Additionally, millions of dollars misappropriated by some former public officials are yet to be accounted for as dozens of audit reports are still incubating on shelve, as the plunderers of those money are walking the streets without being prosecuted.

Meanwhile, during his speech, Presidents Weah announced an immediate infusion of US$25Million (Twenty-Five Million United States Dollars) into the economy, through the Central Bank of Liberia.

The amount according to the President is intended to mop up the excess liquidity of Liberian dollars.

Additionally, he has with immediate effect mandated the Central bank of Liberia to provide more effective supervision and regulation of money-changers or foreign exchange bureau across the country.

Another mandate the Liberian leader gave the CBL is to provide more robust oversight of banks under its supervision; conduct a comprehensive review of regulations on the hoarding of both Liberian dollars and U.S. dollars outside the banking system, as well as provide incentives and safeguards to encourage the utilization of the banking system, including financial instruments among others.

"The government will announce a series of monetary and fiscal measures that we believe should help reverse the decline in the value of the Liberian dollar," President Weah declared. He added that the government also intends to engage the minds of the best and the brightest Liberian economists, both at home and abroad and even seek advice and active support from our international partners. As a first step in this direction, we have placed emphasis and urgency on the formulation of a comprehensive development strategy that will be supported by a strategic implementation plan.

The development strategy, to be known as the Pro-Poor Agenda for Prosperity and Development, is nearing completion, and will very shortly be presented to all stakeholders, including our foreign development partners, the private sector, and the general public, for consultation, input, and buy-in, before being finalized into a strategic implementation plan," Pres. indicated during his speech.

The Liberian Chief Executive cited the departure of the United Nations Mission in Liberia (UNMIL), as well as the huge decline of exportation of goods from Liberia as some of the major factors leading to the shortage of the United States on the Liberian market.

President Weah therefore reaffirmed his commitment of working to ensure that Liberian owned businesses are empowered so as to lead the transformation of the economy.

"I am fully aware that we are faced with a very difficult macroeconomic situation in Liberia. For many decades, we have incurred trade deficits because we import more than we export.
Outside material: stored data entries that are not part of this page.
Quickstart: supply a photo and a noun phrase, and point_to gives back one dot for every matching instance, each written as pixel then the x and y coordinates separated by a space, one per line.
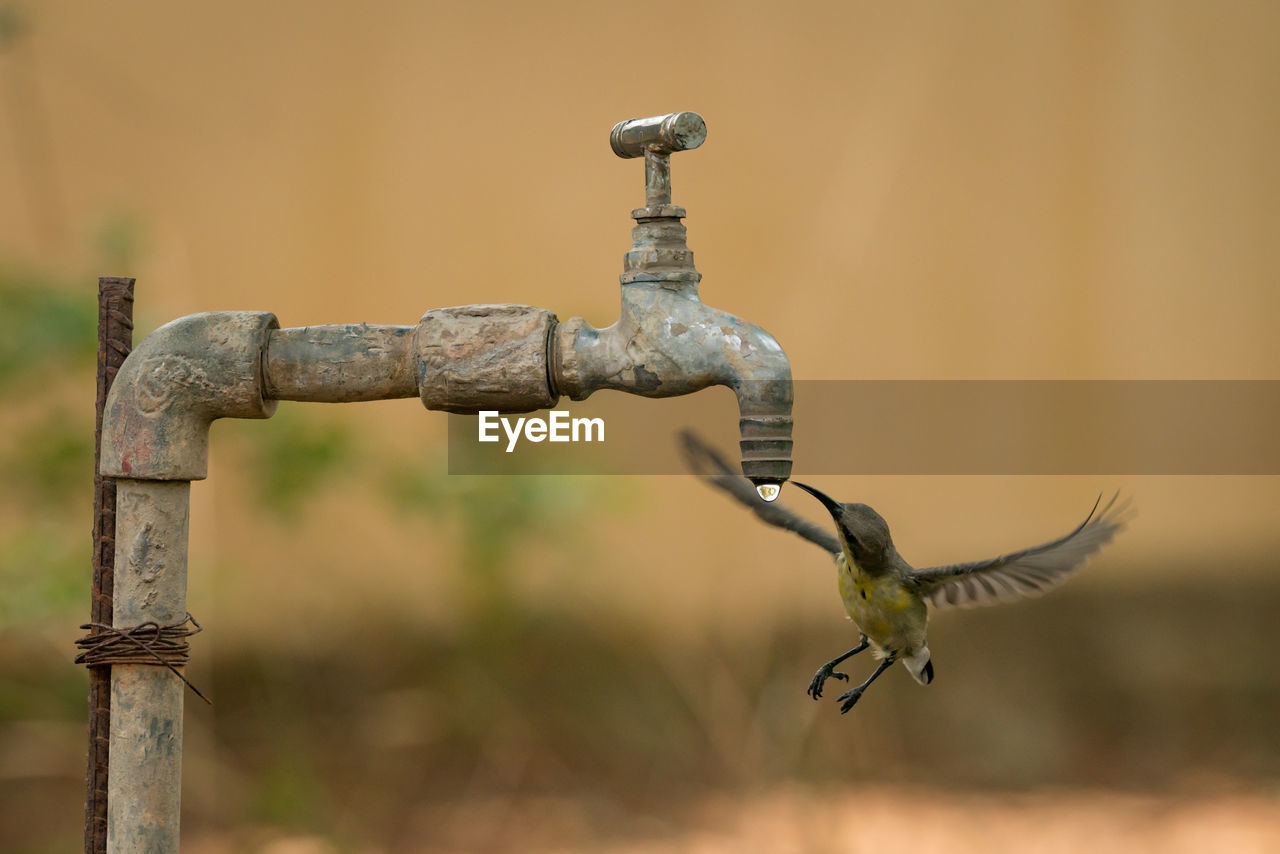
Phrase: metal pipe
pixel 145 786
pixel 341 364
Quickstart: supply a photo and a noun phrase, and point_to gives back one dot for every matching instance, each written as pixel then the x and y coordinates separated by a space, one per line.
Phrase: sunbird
pixel 886 597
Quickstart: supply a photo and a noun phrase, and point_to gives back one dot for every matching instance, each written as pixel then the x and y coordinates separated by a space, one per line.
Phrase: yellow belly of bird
pixel 885 611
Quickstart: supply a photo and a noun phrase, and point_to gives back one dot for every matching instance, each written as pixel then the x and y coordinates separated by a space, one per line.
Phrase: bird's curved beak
pixel 832 506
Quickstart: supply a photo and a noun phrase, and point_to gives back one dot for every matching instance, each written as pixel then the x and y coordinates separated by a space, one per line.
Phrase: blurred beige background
pixel 918 191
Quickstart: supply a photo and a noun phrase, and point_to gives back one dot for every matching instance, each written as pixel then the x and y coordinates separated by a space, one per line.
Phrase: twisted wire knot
pixel 147 643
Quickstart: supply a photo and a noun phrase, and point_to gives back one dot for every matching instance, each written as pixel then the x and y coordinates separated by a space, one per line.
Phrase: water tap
pixel 666 341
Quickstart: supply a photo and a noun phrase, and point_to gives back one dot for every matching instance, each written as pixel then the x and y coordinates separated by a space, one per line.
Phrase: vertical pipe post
pixel 145 788
pixel 114 341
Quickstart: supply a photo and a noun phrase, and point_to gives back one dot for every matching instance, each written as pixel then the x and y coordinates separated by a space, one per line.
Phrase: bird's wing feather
pixel 703 460
pixel 1029 572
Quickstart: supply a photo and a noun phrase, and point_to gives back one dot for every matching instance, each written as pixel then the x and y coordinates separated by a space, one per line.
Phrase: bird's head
pixel 863 530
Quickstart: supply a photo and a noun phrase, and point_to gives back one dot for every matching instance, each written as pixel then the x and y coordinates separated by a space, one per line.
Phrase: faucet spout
pixel 666 341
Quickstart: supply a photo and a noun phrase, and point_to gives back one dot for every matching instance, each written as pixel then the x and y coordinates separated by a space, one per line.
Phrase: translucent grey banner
pixel 909 428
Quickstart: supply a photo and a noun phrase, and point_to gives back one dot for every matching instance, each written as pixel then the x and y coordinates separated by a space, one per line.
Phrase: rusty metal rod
pixel 114 341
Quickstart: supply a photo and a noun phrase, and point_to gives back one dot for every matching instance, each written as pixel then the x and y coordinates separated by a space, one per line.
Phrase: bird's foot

We also have an economy based on traditional exports such as iron ore, rubber, coffee, etc., which are shipped to foreign buyers in their raw state, without any value-added propositions which could have also contributed significantly to industrialization and employment," Pres. Weah asserted.

Additionally, he lamented that the prices and demand for our exports are determined and affected by factors beyond our borders, and are therefore beyond our control, stressing that slumps in demand for the products which utilize our raw materials will always result in externally-generated shocks to our economy.

"The world as a whole is facing new economic challenges. Of late, trade wars between the major manufacturing countries could also reduce demand and place downward pressure on the prices of our major exports. In the meantime, on a positive note as regards investor confidence, Liberia has moved to a new level of sustainable peace, which has led to the withdrawal of the United Nations Peace Mission in Liberia. However, the negative impact on real estate, and inflows into the economy of the US Dollars spent by the former Peacekeepers, is significant. Finding lasting solutions to the present macroeconomic challenges will take some time, because nothing less than the structural transformation of the Liberian economy will produce sustainable recovery and growth.

The key to success in this endeavor is for Liberians to produce more goods and services locally, so that we reduce our importation of goods and services from abroad, whilst at the same time increasing our exports and adding value to the raw materials that we ship to the world. In this regard, our Government intends to embark upon a major push to ensure that Liberia becomes more competitive in terms of domestic production. And in so doing, we intend to encourage and empower Liberian businessmen and Liberian-owned businesses to lead the transformation of the Liberian economy. We will enable them to become more competitive, by providing affirmative policies and support, including ready access to finance and expertise. The aim and intention of this approach is to encourage import substitution and manufacturing for export, as well as sustainable wealth and job creation," he added.

Meanwhile, placing emphasizes on some long term plan, the President emphasized that his administration has placed emphasis and urgency on the formulation of a comprehensive development strategy that will be supported by a strategic implementation plan.

He informed that the development strategy, to be known as the Pro-Poor Agenda for Prosperity and Development, is nearing completion, and will very shortly be presented to all stakeholders, including Liberia's foreign development partners, the private sector, and the general public, for consultation, input, and buy-in, before being finalized into a strategic implementation plan. The development strategy and implementation plan will serve as a roadmap for the urgent and important next-steps to be taken in giving direction to our economic recovery, and will consist of short-term interventions, medium-term reforms, and long-term restructuring of the Liberian economy according to him.

"My Fellow Citizens: The above measures, and many more currently being considered, are critical steps toward the goal of arresting the rapid deterioration of the Liberian dollar.

However, the ultimate solution for strengthening the Liberian dollar is to ensure domestic economic competitiveness and the existence of a strong private sector that is oriented towards domestic consumption, import substitution, and export. This is a goal we seek to achieve in the Pro-Poor Agenda for Prosperity and Development. The road to this transformation will be long, and sometimes difficult, and so we ask our people for patience. We fully understand the urgency and critical nature of the situation, and we are fully focused in trying to solve these problems, some of which have existed for many decades. Let us all work together to lift our people out of poverty," he pointed.